Linux usernames /etc/passwd listing

Question

I want to print the longest and shortest username found in /etc/passwd. If I run the code below it works fine for the shortest (head -1), but doesn't run for (sort -n |tail -1 | awk '{print $2}). Can anyone help me figure out what's wrong?

#!/bin/bash

grep -Eo '^([^:]+)' /etc/passwd | 
while read NAME
do
  echo ${#NAME} ${NAME}
done |
sort -n |head -1 | awk '{print $2}' 
sort -n |tail -1 | awk '{print $2}'

Answer 1

If you want both the head and the tail from the same input, you may want something like sed -e 1b -e '$!d' after you sort the data to get the top and bottom lines using sed.

So your script would be:

#!/bin/bash
grep -Eo '^([^:]+)' /etc/passwd | 
while read NAME
do
  echo ${#NAME} ${NAME}
done |
sort -n |  sed -e 1b -e '$!d'

Alternatively, a shorter way:

cut -d":" -f1 /etc/passwd | awk '{ print length, $0 }' | sort -n | cut -d" " -f2- | sed -e 1b -e '$!d'

Answer 2

The problem is that you only have two pipelines, when you really need one. So you have grep | while read do ... done | sort | head | awk and sort | tail | awk: the first sort has an input (i.e., the while loop) - the second sort doesn't. So the script is hanging because your second sort doesn't have an input: or rather it does, but it's STDIN.

There's various ways to resolve:

• save the output of the while loop to a temporary file and use that as an input to both sort commands
• repeat your while loop
• use awk to do both the head and tail

The first two involve iterating over the password file twice, which may be okay - depends what you're ultimately trying to do. But using a small awk script, this can give you both the first and last line by way of the BEGIN and END blocks.

Answer 3

Here the issue is:

Piping finishes with the first sort -n |head -1 | awk '{print $2}' command. So, input to first command is provided through piping and output is obtained.

For the second command, no input is given. So, it waits for the input from STDIN which is the keyboard and you can feed the input through keyboard and press ctrl+D to obtain output.
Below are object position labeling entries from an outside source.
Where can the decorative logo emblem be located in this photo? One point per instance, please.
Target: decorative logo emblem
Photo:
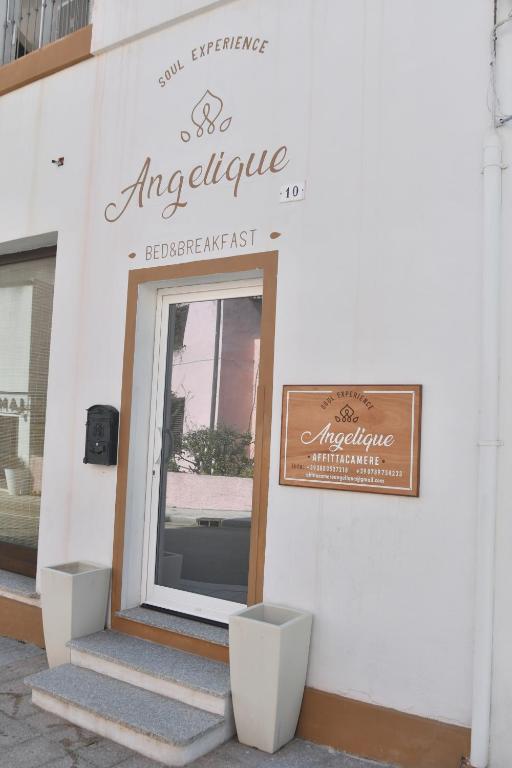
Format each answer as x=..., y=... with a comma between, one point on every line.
x=347, y=415
x=204, y=116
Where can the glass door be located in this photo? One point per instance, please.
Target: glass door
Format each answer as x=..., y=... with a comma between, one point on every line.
x=26, y=303
x=201, y=458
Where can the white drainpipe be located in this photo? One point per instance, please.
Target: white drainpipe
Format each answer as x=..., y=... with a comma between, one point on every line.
x=488, y=444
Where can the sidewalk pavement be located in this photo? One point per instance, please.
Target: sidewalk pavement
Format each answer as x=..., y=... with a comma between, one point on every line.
x=32, y=738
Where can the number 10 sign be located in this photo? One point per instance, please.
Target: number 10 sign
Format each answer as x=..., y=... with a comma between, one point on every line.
x=290, y=193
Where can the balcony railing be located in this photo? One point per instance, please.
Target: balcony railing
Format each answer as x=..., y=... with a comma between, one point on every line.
x=26, y=25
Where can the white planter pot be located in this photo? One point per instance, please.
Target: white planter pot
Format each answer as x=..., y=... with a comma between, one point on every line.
x=268, y=657
x=74, y=599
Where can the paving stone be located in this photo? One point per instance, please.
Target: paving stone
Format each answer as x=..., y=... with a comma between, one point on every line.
x=12, y=652
x=13, y=731
x=29, y=666
x=54, y=728
x=137, y=761
x=105, y=754
x=32, y=754
x=297, y=754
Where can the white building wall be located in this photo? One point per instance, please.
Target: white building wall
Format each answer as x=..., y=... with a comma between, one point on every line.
x=382, y=105
x=501, y=722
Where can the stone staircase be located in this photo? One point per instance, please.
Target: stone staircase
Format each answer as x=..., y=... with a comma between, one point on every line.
x=166, y=704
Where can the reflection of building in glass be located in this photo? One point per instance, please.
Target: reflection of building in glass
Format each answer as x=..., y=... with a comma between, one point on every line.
x=215, y=366
x=26, y=299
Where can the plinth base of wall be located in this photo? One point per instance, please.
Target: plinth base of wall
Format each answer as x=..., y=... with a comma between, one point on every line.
x=387, y=735
x=21, y=620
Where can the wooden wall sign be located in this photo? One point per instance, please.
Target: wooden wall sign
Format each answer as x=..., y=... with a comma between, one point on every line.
x=352, y=438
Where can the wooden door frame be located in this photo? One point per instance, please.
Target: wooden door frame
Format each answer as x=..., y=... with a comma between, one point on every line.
x=267, y=263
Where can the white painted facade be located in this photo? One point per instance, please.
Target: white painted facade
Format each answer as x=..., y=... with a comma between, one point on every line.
x=383, y=109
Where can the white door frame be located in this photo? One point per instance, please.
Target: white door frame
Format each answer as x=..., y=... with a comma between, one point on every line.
x=153, y=594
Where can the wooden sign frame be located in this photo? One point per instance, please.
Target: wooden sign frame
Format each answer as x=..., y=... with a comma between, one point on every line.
x=352, y=437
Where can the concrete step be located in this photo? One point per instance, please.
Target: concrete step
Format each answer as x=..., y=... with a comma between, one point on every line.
x=164, y=730
x=185, y=677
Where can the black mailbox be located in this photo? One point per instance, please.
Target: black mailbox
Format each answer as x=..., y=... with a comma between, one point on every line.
x=101, y=435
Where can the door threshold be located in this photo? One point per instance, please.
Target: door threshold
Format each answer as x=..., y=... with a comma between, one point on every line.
x=190, y=629
x=181, y=615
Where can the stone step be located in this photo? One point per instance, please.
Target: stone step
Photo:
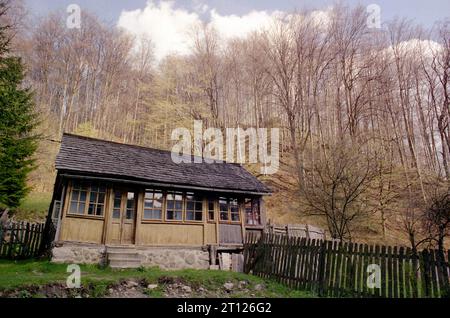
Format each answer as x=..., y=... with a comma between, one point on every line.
x=121, y=250
x=131, y=257
x=123, y=255
x=124, y=265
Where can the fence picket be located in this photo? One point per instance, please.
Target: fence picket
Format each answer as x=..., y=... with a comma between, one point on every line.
x=329, y=268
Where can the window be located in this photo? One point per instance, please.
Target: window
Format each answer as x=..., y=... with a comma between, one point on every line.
x=129, y=215
x=87, y=199
x=153, y=204
x=117, y=203
x=229, y=209
x=78, y=198
x=211, y=212
x=96, y=200
x=194, y=207
x=234, y=210
x=174, y=206
x=223, y=207
x=252, y=212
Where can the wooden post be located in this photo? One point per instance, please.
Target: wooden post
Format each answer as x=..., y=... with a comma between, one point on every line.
x=139, y=213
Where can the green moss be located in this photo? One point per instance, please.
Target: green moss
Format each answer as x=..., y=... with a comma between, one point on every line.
x=15, y=274
x=34, y=207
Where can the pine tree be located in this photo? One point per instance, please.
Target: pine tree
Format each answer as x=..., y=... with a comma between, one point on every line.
x=18, y=141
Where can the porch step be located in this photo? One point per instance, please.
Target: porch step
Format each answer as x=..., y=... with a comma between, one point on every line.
x=123, y=257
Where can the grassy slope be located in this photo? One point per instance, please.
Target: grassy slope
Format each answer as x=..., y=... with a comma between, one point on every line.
x=34, y=207
x=33, y=273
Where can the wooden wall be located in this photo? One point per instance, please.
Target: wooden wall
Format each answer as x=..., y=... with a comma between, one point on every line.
x=82, y=230
x=98, y=230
Please run the code like below to get desired output:

#!/bin/bash

    grep -Eo '^([^:]+)' /etc/passwd | 
    while read NAME
    do
      echo ${#NAME} ${NAME}
    done |
    sort -n |head -1 | awk '{print $2}' 

    grep -Eo '^([^:]+)' /etc/passwd | 
    while read NAME
    do
      echo ${#NAME} ${NAME}
    done |
    sort -n |tail -1 | awk '{print $2}

'

Answer 4

All you need is:

$ awk -F: '
    NR==1 { min=max=$1 }
    length($1) > length(max) { max=$1 }
    length($1) < length(min) { min=$1 }
    END { print min ORS max }
' /etc/passwd

No explicit loops or pipelines or multiple commands required.

Answer 5

While you already have good answers, you can also use POSIX shell to accomplish your goal without any pipe at all using the parameter expansion and string length provided by the shell itself (see: POSIX shell specifiction). For example you could do the following:

#!/bin/sh

sl=32;ll=0;sn=;ln=;         ## short len, long len, short name, long name
while read -r line; do      ## read each line
    u=${line%%:*}           ## get user
    len=${#u}               ## get length
    [ "$len" -lt "$sl" ] && { sl="$len"; sn="$u"; } ## if shorter, save len, name
    [ "$len" -gt "$ll" ] && { ll="$len"; ln="$u"; } ## if longer, save len, name
done </etc/passwd
printf "shortest (%2d): %s\nlongest  (%2d): %s\n" $sl "$sn" $ll "$ln"

Example Use/Output

$ sh cketcpw.sh
shortest ( 2): at
longest  (17): systemd-bus-proxy

Using either pipe/head/tail/awk or the shell itself is fine. It's good to have alternatives.

(note: if you have multiple users of the same length, this just picks the first, you can use a temp file if you want to save all names and use -le and -ge for the comparison.)